Taxi Transport Library
The home of Corundum, Zircon, and XFCP, plus AXI, AXI stream, Ethernet, and PCIe components in System Verilog.
GitHub repository: https://github.com/fpganinja/taxi
Documentation: https://docs.fpga.taxi/
Introduction
The goal of the Taxi transport library is to provide a set of performant, easy-to-use building blocks in modern System Verilog facilitating data transport and interfacing, both internally via AXI, AXI stream, and APB, and externally via Ethernet, PCI express, UART, and I2C. This project is also the home of the next-generation version of the Corundum open-souce NIC and platform for in-network compute, as well as the Zircon open-source IP stack. The building blocks are accompanied by testbenches and simulation models utilizing Cocotb and Verilator.
This library is currently under development; more components will be added over time as they are developed.
License
Taxi is provided by FPGA Ninja, LLC under either the CERN Open Hardware Licence Version 2 - Strongly Reciprocal (CERN-OHL-S 2.0), or a paid commercial license. Contact info@fpga.ninja for commercial use. Note that some components may be provided under less restrictive licenses (e.g. example designs).
Under the strongly-reciprocal CERN OHL, you must provide the source code of the entire digital design upon request, including all modifications, extensions, and customizations, such that the design can be rebuilt. If this is not an acceptable restriction for your product, please contact info@fpga.ninja to inquire about a commercial license without this requirement. License fees support the continued development and maintenance of this project and related projects.

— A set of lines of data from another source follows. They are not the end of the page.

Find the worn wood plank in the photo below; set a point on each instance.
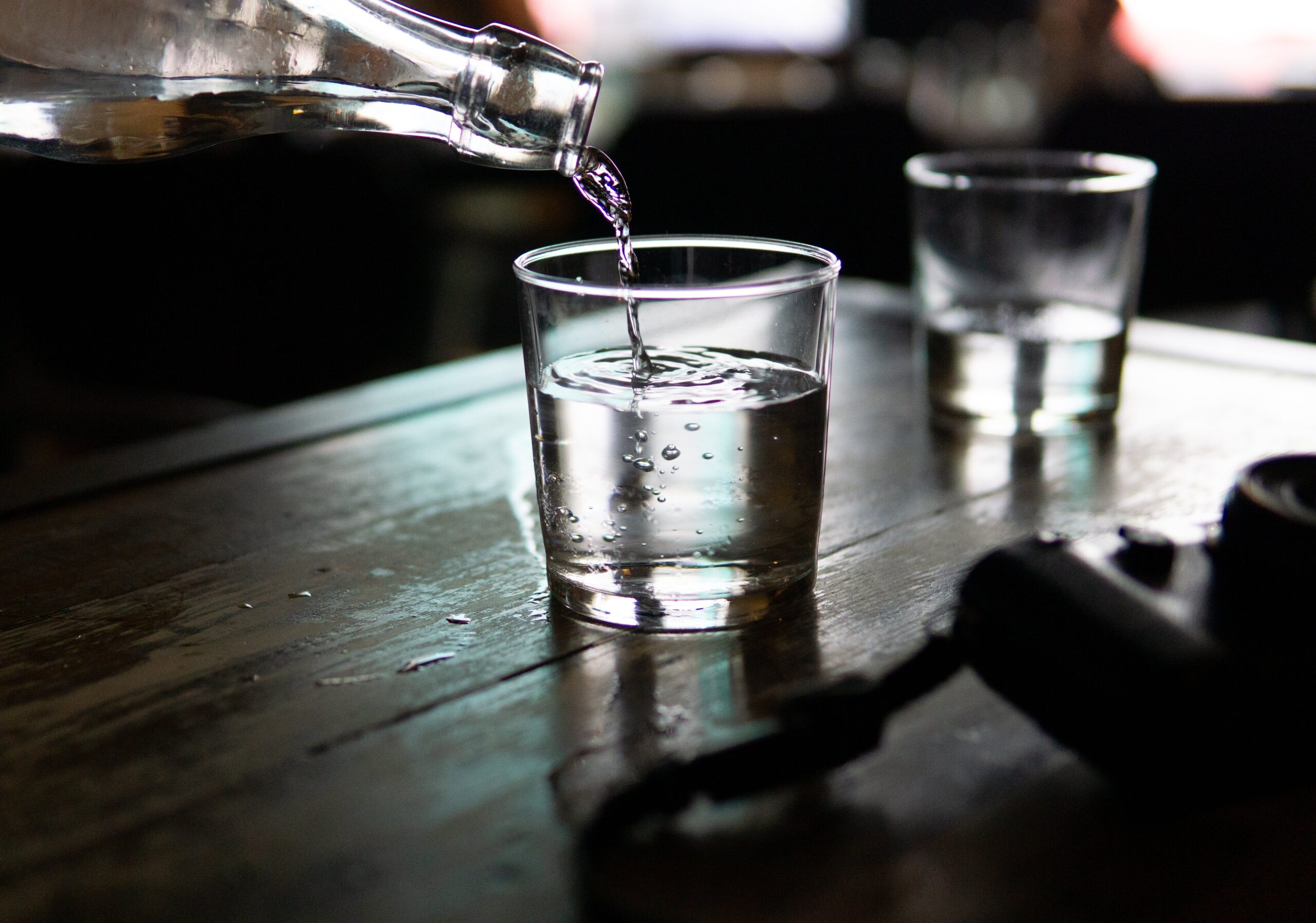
(152, 777)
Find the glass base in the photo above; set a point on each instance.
(1039, 423)
(675, 616)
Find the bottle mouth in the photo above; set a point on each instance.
(576, 128)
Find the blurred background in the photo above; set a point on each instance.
(145, 298)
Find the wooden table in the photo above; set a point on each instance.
(178, 739)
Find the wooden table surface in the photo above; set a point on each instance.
(177, 743)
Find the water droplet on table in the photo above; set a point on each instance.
(416, 663)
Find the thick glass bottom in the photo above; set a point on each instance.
(669, 614)
(1040, 422)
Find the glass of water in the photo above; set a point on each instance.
(681, 493)
(1027, 269)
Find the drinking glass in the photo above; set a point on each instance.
(687, 498)
(1027, 269)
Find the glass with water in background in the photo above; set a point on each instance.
(1027, 269)
(680, 477)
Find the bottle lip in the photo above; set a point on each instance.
(576, 128)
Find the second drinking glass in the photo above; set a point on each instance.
(1027, 268)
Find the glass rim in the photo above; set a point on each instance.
(828, 269)
(955, 170)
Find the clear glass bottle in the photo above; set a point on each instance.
(131, 79)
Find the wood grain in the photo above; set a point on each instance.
(165, 752)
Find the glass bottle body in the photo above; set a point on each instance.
(114, 81)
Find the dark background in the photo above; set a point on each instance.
(141, 298)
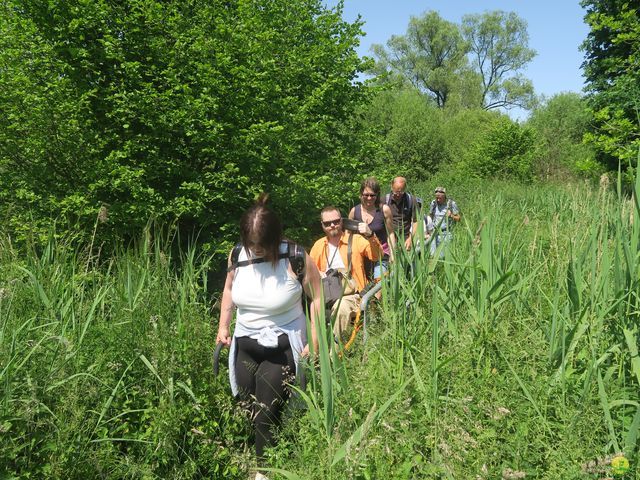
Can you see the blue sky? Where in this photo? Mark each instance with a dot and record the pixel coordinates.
(556, 30)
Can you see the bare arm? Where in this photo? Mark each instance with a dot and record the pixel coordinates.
(313, 288)
(391, 233)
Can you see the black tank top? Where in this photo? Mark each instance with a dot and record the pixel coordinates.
(376, 225)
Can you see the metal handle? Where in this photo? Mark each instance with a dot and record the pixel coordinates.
(216, 358)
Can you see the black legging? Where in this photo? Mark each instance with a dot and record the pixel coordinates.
(262, 374)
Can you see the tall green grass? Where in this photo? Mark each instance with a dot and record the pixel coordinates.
(516, 353)
(105, 366)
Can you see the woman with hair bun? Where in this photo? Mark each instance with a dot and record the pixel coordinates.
(379, 218)
(270, 331)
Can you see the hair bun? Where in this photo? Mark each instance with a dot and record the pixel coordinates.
(262, 199)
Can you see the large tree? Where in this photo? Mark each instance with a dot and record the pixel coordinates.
(612, 70)
(172, 109)
(429, 56)
(477, 63)
(499, 50)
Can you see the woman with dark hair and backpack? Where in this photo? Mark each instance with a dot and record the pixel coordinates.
(379, 218)
(270, 332)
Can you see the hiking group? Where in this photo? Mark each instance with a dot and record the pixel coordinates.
(267, 276)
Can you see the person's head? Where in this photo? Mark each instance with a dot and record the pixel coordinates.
(261, 230)
(398, 187)
(331, 221)
(370, 192)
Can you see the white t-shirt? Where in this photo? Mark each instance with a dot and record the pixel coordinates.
(334, 260)
(266, 296)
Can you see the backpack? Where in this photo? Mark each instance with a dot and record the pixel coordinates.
(295, 253)
(432, 211)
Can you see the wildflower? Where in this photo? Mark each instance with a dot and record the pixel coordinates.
(619, 465)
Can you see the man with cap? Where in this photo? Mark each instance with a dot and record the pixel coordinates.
(444, 213)
(404, 208)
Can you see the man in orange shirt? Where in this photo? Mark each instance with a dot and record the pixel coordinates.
(332, 252)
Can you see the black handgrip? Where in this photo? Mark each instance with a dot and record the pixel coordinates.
(216, 358)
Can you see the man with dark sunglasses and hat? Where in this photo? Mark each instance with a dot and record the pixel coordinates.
(443, 214)
(346, 252)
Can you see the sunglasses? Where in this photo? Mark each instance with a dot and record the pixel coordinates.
(329, 223)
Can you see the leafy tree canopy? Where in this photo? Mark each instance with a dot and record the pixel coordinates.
(612, 70)
(429, 56)
(476, 63)
(182, 111)
(498, 43)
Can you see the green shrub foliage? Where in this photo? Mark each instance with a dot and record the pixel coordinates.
(611, 66)
(560, 125)
(506, 151)
(173, 110)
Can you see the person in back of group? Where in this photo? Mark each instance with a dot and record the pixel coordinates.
(270, 330)
(403, 207)
(380, 220)
(332, 252)
(444, 213)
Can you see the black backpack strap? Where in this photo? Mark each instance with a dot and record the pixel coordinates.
(349, 250)
(297, 258)
(235, 254)
(409, 201)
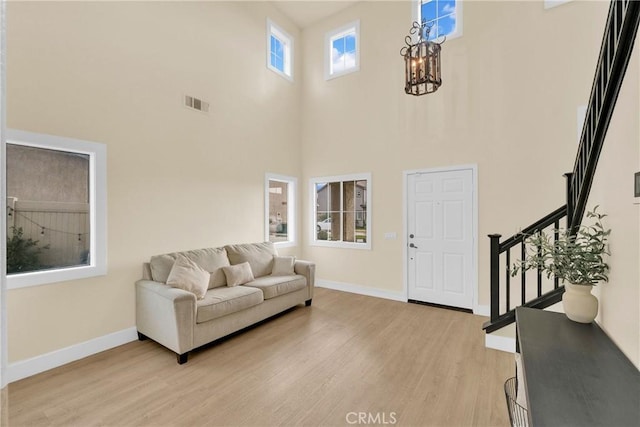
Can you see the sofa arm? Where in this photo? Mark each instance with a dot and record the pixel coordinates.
(308, 270)
(166, 315)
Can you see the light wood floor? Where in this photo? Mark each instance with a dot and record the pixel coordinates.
(412, 364)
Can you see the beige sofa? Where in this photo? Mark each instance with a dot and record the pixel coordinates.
(178, 320)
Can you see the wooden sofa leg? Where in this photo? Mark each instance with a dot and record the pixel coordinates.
(182, 358)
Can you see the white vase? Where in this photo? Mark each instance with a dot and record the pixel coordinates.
(579, 304)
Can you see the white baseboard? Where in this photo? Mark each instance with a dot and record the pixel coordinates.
(482, 310)
(361, 290)
(498, 342)
(35, 365)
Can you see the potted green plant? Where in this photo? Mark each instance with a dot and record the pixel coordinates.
(577, 259)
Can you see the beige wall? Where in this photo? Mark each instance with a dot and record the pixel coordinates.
(115, 73)
(511, 86)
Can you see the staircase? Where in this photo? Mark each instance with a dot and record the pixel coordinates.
(615, 51)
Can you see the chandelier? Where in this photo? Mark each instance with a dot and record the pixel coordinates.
(421, 61)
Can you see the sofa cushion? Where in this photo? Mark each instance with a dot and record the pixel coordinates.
(238, 274)
(209, 259)
(283, 266)
(258, 255)
(219, 302)
(273, 286)
(187, 275)
(161, 266)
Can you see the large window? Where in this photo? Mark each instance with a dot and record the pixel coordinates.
(279, 50)
(342, 50)
(444, 17)
(280, 214)
(341, 214)
(56, 209)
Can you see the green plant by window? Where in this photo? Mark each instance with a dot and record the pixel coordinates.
(578, 259)
(23, 254)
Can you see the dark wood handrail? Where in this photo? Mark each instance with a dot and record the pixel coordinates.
(615, 52)
(537, 226)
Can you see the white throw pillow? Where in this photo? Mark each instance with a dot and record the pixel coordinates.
(283, 265)
(187, 275)
(238, 274)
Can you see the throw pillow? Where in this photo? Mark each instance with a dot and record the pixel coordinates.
(238, 274)
(283, 266)
(187, 275)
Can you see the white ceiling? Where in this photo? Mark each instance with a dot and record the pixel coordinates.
(306, 12)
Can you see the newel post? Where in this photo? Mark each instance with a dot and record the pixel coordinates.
(495, 275)
(569, 177)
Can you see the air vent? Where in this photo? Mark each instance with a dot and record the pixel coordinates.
(196, 104)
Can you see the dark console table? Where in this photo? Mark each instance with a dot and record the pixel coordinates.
(574, 374)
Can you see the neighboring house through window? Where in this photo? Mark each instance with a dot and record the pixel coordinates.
(56, 209)
(444, 17)
(279, 50)
(341, 217)
(280, 214)
(342, 50)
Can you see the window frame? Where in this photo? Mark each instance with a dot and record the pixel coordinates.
(329, 37)
(97, 209)
(292, 201)
(314, 210)
(287, 40)
(417, 17)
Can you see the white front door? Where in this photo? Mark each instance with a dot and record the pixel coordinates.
(440, 237)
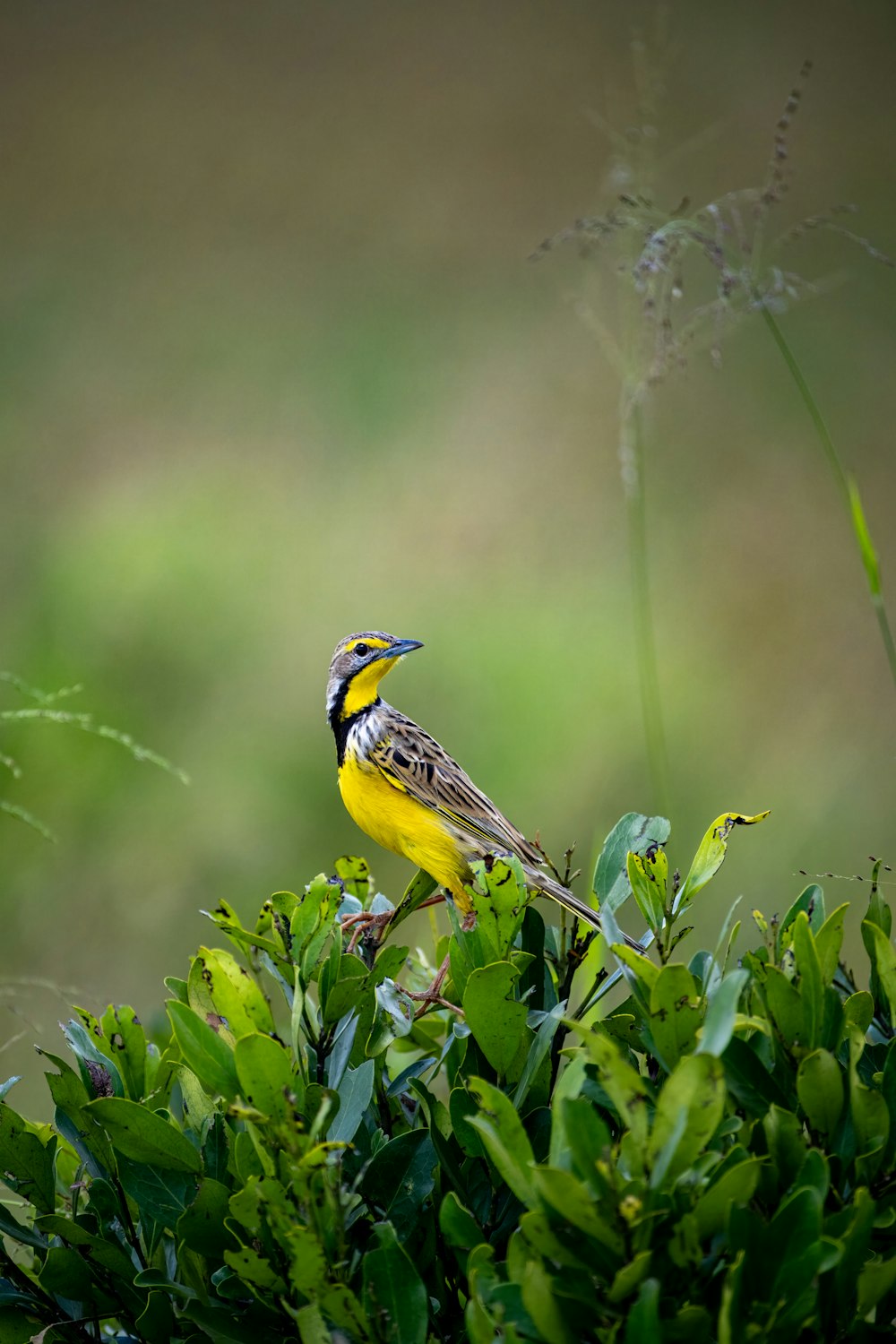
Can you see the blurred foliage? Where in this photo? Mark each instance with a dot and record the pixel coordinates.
(306, 1152)
(274, 368)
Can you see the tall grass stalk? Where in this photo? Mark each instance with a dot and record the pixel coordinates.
(657, 330)
(847, 487)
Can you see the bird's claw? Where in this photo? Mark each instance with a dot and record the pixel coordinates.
(363, 924)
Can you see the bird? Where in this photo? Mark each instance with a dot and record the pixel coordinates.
(408, 793)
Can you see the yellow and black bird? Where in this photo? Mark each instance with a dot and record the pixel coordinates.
(406, 792)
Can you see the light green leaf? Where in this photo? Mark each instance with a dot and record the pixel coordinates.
(696, 1089)
(883, 954)
(204, 1051)
(829, 941)
(497, 1021)
(675, 1013)
(721, 1013)
(646, 876)
(266, 1077)
(355, 1093)
(634, 833)
(504, 1137)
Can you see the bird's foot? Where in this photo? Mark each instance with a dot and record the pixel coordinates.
(363, 924)
(435, 994)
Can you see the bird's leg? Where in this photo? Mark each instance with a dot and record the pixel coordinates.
(363, 922)
(433, 995)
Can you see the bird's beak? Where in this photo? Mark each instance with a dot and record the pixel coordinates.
(400, 650)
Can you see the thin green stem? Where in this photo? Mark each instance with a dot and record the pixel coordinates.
(847, 487)
(633, 467)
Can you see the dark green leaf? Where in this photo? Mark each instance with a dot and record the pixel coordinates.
(820, 1085)
(355, 1093)
(395, 1300)
(26, 1163)
(400, 1177)
(504, 1137)
(495, 1021)
(675, 1013)
(719, 1024)
(812, 989)
(202, 1225)
(159, 1193)
(142, 1136)
(697, 1090)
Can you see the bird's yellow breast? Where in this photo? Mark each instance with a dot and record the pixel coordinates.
(402, 824)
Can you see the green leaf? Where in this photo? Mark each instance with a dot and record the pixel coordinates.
(829, 941)
(697, 1090)
(735, 1185)
(546, 1309)
(204, 1051)
(395, 1300)
(625, 1088)
(498, 900)
(504, 1137)
(719, 1024)
(457, 1225)
(646, 878)
(675, 1013)
(75, 1124)
(225, 995)
(820, 1086)
(866, 548)
(750, 1081)
(874, 1281)
(400, 1177)
(883, 956)
(355, 1094)
(643, 1324)
(99, 1072)
(202, 1225)
(785, 1004)
(573, 1199)
(812, 988)
(495, 1021)
(26, 1163)
(266, 1077)
(538, 1051)
(812, 903)
(142, 1136)
(419, 889)
(128, 1046)
(160, 1193)
(634, 833)
(711, 854)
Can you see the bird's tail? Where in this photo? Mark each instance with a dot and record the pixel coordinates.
(547, 886)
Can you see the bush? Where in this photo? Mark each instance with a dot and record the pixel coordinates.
(712, 1160)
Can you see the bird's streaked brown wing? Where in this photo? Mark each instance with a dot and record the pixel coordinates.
(416, 762)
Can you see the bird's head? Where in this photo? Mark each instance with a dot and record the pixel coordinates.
(359, 664)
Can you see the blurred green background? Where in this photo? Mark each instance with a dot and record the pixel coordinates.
(274, 367)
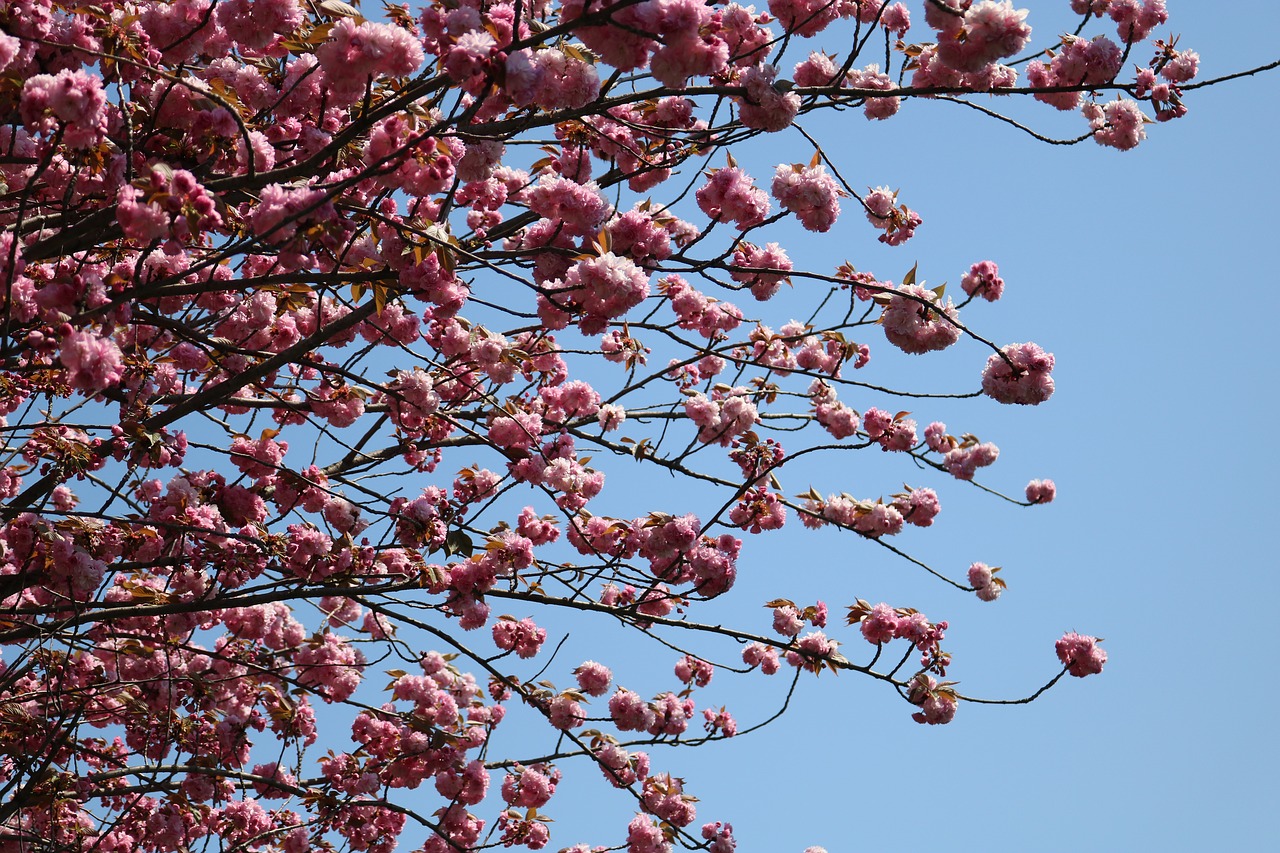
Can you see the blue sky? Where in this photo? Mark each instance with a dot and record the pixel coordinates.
(1150, 274)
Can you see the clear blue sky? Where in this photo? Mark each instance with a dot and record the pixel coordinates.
(1151, 276)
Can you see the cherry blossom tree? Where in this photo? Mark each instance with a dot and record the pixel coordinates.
(324, 328)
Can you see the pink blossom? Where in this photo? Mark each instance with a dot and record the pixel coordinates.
(752, 258)
(1041, 491)
(763, 105)
(1137, 18)
(763, 656)
(963, 461)
(897, 220)
(645, 836)
(593, 678)
(877, 108)
(1118, 124)
(918, 507)
(919, 324)
(720, 721)
(937, 701)
(73, 101)
(693, 670)
(881, 625)
(357, 51)
(983, 279)
(984, 583)
(524, 638)
(332, 666)
(809, 192)
(731, 194)
(1180, 67)
(579, 209)
(1080, 653)
(600, 288)
(630, 712)
(1019, 374)
(92, 363)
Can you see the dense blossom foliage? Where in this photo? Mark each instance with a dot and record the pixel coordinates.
(329, 334)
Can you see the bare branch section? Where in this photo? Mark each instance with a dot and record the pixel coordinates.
(323, 327)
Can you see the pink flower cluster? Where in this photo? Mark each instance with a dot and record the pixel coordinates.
(731, 195)
(877, 106)
(698, 311)
(984, 583)
(1080, 655)
(1118, 123)
(763, 105)
(891, 432)
(917, 320)
(897, 220)
(937, 702)
(359, 51)
(1134, 18)
(983, 279)
(809, 192)
(1079, 63)
(1019, 374)
(984, 33)
(94, 363)
(749, 258)
(524, 637)
(71, 101)
(173, 205)
(599, 288)
(723, 416)
(1041, 491)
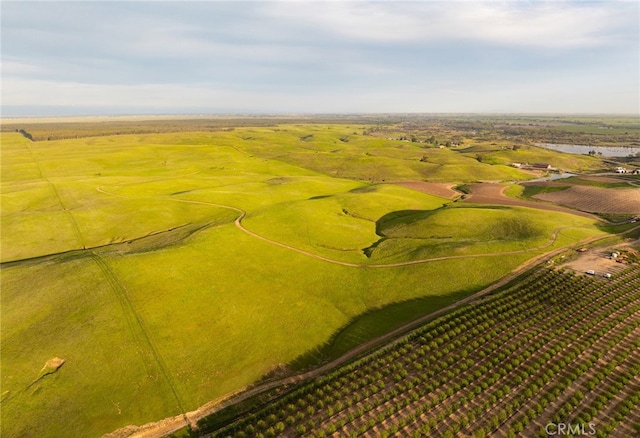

To facilitate the dual-license model, contributions to the project can only be accepted under a contributor license agreement.
Corundum NIC
Corundum is an open-source, high-performance FPGA-based NIC and platform for in-network compute. Features include a high performance datapath, 10G/25G/100G Ethernet, PCI express gen 3+, a custom, high performance, tightly-integrated PCIe DMA engine, many (1000+) transmit, receive, completion, and event queues, scatter/gather DMA, MSI/MSI-X interrupts, per-port transmit scheduling, flow hashing, RSS, checksum offloading, and native IEEE 1588 PTP timestamping. A Linux driver is included that integrates with the Linux networking stack. Development and debugging is facilitated by an extensive simulation framework that covers the entire system from a simulation model of the driver and PCI express interface on the host side and Ethernet interfaces on the network side.
Several variants of Corundum are planned, sharing the same host interface and device driver but targeting different optimization points:
- corundum-micro: size-optimized for applications like SoCs and low-bandwidth NICs, supporting several ports at 1 Gbps up to 10-25 Gbps
- corundum-lite: middle of the road design, supporting multiple ports at 10G/25G or one port at 100G, up to around 100 Gbps aggregate
- corundum-ng: intended for high-performance packet processing with deep pipelines and segmented internal interfaces, supporting operation at up to 400 Gbps aggregate
- corundum-proto: simplified design with simplified driver, intended for educational purposes only
Planned features include a DPDK driver, SR-IOV, AF_XDP, white rabbit/IEEE 1588 HA, and Zircon stack integration.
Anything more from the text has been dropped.